Sarah Gina Panitzke (born 3 March 1974) is a British criminal and fraudster who, until 2022, was widely described as "the UK's most wanted woman".

== Flight and imprisonment ==
A former private school girl at St Peter's School, York, and from an already-wealthy family, she fled Britain in 2013 while on trial for a £1-billion tax scam, and was for several years the only woman on the National Crime Agency's list of most-wanted fugitives. She was found guilty of the tax scam and sentenced to eight years' imprisonment in her absence.

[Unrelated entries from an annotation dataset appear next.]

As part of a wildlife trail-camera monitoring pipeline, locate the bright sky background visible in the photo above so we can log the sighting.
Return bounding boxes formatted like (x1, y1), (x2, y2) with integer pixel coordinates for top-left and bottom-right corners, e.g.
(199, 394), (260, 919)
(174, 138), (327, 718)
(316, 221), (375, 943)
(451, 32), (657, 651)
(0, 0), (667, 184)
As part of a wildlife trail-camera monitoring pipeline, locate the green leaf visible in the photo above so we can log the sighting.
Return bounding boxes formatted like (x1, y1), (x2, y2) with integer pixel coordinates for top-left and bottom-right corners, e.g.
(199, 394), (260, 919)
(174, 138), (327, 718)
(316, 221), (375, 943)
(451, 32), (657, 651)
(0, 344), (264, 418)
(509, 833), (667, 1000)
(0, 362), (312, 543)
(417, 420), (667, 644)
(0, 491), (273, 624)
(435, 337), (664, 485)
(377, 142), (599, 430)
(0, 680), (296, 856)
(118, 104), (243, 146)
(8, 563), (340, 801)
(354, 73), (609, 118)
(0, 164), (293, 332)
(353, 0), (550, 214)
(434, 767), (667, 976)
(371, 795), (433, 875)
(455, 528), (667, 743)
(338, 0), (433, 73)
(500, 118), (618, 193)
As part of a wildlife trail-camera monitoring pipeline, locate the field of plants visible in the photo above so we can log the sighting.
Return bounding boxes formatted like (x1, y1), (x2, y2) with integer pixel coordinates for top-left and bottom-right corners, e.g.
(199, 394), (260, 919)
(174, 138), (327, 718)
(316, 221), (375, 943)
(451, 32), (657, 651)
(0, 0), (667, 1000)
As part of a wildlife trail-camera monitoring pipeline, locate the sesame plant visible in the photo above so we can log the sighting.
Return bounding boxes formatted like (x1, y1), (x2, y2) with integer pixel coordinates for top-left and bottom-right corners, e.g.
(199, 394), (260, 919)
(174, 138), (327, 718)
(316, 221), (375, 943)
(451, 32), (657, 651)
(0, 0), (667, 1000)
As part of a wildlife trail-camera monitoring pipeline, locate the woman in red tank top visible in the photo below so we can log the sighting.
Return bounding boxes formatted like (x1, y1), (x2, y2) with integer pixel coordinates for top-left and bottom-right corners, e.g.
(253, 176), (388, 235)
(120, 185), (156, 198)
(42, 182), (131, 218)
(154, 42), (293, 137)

In January 2022, she was tracked to a gated community in Vilanova i la Geltrú, Barcelona, Spain, where it was said she had been living a "life of luxury" under a false identity. She was arrested on 27 February 2022 while walking her dog in Santa Bàrbara, Tarragona, footage of which was later released. After being extradited back to Britain, she began her eight-year sentence and was told she would not be able to apply for parole for four years (half her sentence), and faced nine years of imprisonment for not paying back a £2.4 million confiscation order made in 2016. In March 2023, she was further found guilty of this and sentenced to an additional nine years' imprisonment, meaning she would not become eligible for parole until late 2027. Legally, she was not able to be punished for fleeing the country while on trial, and as of 2023, none of the money has been returned.